Lorsque ce livre, L’amour sans le faire, a été publié, son titre m’a un peu intriguée… Après avoir refermé le roman, je me suis dit qu’il était particulièrement bien choisi alors que je ne l’avais pas trouvé très bon de prime abord !
Tout commence par un coup de téléphone. Franck, un jour, se décide à appeler ses parents avec qui il était brouillé depuis des années. Mais, c’est une voix d’enfant qui lui répond. Alexandre. Ce prénom résonne douloureusement lorsque Franck l’entend. Son frère cadet, décédé depuis une dix ans, s’appelait ainsi. Poussé par la curiosité, le parisien décide de retourner, juste pour quelques jours, à la campagne, à la ferme familiale.
A quelques centaines de kilomètres de la capitale vit Louise.
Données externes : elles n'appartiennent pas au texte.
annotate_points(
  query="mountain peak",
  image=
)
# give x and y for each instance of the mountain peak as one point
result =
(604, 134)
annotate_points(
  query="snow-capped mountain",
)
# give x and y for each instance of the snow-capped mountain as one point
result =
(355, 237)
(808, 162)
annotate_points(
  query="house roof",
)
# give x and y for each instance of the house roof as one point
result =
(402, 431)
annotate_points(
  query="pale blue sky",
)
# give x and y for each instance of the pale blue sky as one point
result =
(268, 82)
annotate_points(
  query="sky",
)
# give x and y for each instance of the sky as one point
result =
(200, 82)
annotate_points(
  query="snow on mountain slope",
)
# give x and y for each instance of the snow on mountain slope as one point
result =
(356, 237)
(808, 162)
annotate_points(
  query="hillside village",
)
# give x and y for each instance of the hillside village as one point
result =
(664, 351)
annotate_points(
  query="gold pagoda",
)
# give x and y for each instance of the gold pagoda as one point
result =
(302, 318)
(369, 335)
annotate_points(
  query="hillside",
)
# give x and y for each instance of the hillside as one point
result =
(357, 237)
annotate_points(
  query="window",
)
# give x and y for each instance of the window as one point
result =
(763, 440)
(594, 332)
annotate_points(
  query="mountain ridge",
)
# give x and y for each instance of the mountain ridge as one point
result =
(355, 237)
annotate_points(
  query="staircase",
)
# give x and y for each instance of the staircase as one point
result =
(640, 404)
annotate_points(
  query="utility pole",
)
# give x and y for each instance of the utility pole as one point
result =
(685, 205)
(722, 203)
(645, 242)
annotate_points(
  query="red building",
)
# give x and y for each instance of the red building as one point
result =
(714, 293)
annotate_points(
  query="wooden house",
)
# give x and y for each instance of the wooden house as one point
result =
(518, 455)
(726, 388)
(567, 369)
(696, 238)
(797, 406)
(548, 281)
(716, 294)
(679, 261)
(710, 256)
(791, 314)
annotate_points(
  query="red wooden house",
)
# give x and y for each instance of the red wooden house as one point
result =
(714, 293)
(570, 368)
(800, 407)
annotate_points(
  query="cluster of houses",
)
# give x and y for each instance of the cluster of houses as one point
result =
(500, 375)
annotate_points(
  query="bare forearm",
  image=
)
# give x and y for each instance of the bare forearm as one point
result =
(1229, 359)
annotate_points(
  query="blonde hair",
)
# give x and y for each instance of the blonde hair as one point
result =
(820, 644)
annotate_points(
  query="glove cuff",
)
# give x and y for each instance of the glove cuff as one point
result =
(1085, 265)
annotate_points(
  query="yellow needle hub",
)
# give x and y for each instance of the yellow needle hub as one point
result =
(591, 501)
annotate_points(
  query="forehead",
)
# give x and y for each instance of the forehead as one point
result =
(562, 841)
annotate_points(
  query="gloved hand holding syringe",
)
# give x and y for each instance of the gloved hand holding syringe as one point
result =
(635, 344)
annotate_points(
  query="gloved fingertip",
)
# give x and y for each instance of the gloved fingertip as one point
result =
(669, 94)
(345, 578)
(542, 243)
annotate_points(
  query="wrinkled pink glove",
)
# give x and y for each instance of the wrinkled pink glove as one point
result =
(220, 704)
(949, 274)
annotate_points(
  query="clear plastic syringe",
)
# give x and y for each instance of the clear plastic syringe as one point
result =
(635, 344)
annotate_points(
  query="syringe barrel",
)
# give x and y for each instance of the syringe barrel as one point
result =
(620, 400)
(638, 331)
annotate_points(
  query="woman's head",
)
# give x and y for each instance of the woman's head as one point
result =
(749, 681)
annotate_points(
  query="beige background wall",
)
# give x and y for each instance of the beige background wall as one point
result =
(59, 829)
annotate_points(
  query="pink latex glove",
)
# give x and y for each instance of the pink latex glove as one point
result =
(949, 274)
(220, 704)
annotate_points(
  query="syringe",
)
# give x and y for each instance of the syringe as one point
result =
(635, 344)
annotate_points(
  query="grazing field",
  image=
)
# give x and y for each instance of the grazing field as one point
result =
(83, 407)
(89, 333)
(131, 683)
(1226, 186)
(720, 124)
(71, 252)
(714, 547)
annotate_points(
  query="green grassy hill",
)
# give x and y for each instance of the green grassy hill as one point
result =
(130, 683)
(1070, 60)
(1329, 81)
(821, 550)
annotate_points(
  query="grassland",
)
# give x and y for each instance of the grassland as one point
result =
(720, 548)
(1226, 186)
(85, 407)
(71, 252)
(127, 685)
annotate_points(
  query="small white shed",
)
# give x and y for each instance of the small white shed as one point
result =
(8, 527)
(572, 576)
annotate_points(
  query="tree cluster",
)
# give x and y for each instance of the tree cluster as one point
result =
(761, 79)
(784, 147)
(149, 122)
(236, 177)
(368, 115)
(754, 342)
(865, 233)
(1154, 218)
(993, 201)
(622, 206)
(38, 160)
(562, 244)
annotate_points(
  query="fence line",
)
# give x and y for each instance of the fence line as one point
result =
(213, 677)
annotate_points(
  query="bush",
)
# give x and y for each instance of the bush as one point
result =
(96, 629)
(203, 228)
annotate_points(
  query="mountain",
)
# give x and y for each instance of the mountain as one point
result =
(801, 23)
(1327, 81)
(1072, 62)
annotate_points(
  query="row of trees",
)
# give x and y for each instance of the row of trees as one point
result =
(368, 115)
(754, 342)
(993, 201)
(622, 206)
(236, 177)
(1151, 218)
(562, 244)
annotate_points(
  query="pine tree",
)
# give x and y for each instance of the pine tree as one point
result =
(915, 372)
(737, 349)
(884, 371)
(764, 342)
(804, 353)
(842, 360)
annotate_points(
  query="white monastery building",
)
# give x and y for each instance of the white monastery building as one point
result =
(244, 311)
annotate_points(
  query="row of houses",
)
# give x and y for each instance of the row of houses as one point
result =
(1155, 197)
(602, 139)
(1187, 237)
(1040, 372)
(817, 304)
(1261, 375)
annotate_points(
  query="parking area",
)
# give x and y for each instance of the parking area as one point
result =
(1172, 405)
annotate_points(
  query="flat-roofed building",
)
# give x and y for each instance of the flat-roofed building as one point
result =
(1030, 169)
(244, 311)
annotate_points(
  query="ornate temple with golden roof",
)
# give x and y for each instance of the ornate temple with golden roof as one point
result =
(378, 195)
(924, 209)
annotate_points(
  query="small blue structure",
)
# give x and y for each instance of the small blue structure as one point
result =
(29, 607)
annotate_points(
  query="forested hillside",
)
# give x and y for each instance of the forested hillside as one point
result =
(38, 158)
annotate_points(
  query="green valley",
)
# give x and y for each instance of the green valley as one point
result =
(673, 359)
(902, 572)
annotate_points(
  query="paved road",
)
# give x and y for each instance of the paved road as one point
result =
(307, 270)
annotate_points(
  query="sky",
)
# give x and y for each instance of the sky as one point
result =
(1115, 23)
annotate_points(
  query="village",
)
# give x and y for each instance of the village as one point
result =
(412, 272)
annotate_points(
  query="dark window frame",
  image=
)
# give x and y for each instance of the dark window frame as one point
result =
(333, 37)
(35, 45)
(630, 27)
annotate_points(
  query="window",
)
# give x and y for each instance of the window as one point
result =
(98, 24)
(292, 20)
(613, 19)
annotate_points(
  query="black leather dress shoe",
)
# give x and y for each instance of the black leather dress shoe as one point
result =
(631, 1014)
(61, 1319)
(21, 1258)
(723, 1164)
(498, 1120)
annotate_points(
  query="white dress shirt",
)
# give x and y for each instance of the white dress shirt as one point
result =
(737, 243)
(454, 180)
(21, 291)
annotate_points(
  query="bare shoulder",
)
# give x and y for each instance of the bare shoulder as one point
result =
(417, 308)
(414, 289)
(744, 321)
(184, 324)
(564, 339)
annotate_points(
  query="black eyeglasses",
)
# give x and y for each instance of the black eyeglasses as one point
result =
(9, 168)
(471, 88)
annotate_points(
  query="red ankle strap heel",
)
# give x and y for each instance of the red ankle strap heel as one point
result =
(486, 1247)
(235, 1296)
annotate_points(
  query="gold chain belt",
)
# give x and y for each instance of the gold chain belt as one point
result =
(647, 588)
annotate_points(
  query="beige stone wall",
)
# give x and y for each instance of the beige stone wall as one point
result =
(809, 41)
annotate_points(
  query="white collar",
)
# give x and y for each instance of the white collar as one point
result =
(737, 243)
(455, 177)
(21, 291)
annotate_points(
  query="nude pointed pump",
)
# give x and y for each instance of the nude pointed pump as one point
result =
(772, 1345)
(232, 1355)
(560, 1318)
Elle aussi est une jeune femme un peu perdue, pleine des souffrances passées. Elle a un fils, Alexandre, qui vit à la campagne, dans une ferme, avec ceux qu’il appelle « papi-mamie ».
Vous l’aurez compris, les deux histoires se rejoignent donc comme vont se retrouver les personnages, venus par hasard, dans un lieu synonyme de bonheur perdu. Ils ne se sont vus qu’une seule fois, à l’enterrement d’Alexandre. En quelques heures, ils vont réaliser qu’ils se ressemblent et surtout qu’ils peuvent s’aider l’un, l’autre, car tous les deux transportent leurs fêlures. Le récit pourrait être mièvre, mais c’est loin d’être le cas. Le texte fait émerger une grande force de la fragilité des personnages, une force qui naît justement parce qu’ils sont deux et probablement parce que leur amour est impossible et qu’ils en sont tous les deux conscients. On sent une certaine bienveillance, une tendresse liée à une certaine pudeur , en lisant le récit de cette rencontre. Il n’est pas si fréquent de trouver des textes qui portent ce type de regard sur les personnages, sans tomber dans un pathos dégoulinant. Le ton employé par Joncour est juste et laisse entrevoir un avenir plus radieux… En tout cas, je me suis plu à le croire car la fin est très ouverte…
Un beau roman, entre force et fragilité.
« A la campagne, on le sait, celui qui a goûté à la ville, il est foutu, celui qui a goûté à la ville, il ne reviendra pas. »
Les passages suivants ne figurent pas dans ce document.